Photographs are really experience captured…To photograph is to appropriate the thing being photographed.
The relationship between photography and museums is a vexed one. From the camera-happy tourist snapping away at every object on display, to issues of copyright, photography provokes questions about the very nature of the museum and its cultural purpose.
Photography – the act of capturing, reproducing and often manipulating an image – is about ownership and record-making; which is why a camera in the wrong place at the wrong time can be such a provocative instrument. In a museum context, this is most obvious when observing visitors wielding cameras and smart-phones in front of art objects. It’s both endearing and frustrating to see the enthusiasm with which some people frantically click-click-click: endearing, because their excitement at being in the space and surrounded by the collection is palpable; and frustrating because the presence of the camera can negatively mediate the experience of the museum.
In the museum, the camera replaces the act of close looking, and acts as a substitute for contemplation. Museums and art galleries are full of people rushing from one famous work to the next, taking selfies next to busts and waving their cameras in the air to get a shot of the Mona Lisa (which inevitably includes another 20 cameras lifted up for the same purpose).
Of course, there are high-quality reproductions of artworks available, but that’s to miss the point of this photographic compulsion. It’s not about being able to admire a painting in close detail after the visit is over; it’s about proving that you were there, and ticking off something on your cultural shopping list. It’s about acquisition and consumption.

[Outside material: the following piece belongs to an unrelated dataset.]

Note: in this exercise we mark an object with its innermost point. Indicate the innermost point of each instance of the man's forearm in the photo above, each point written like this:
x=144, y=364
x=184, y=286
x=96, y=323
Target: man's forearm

Is this a reason to discourage, or even ban, photography in museums? Do curators have the ethical or intellectual right to intervene that drastically in visitors’ experience (assuming there are no additional conservation or security issues)? I think the answer must be no, tempting as it is to argue otherwise. It’s hard to resolve the question of who ‘owns’ an image – the creator, or the subject? It’s certainly true that the cost of image reproduction in museums can be prohibitively high; though some institutions, such as the Rijksmuseum, are moving away from the commercial model. The museum is a public institution, and its collections must be disseminated and enjoyed as widely as possible – even if that does mean putting up with the camera crowds.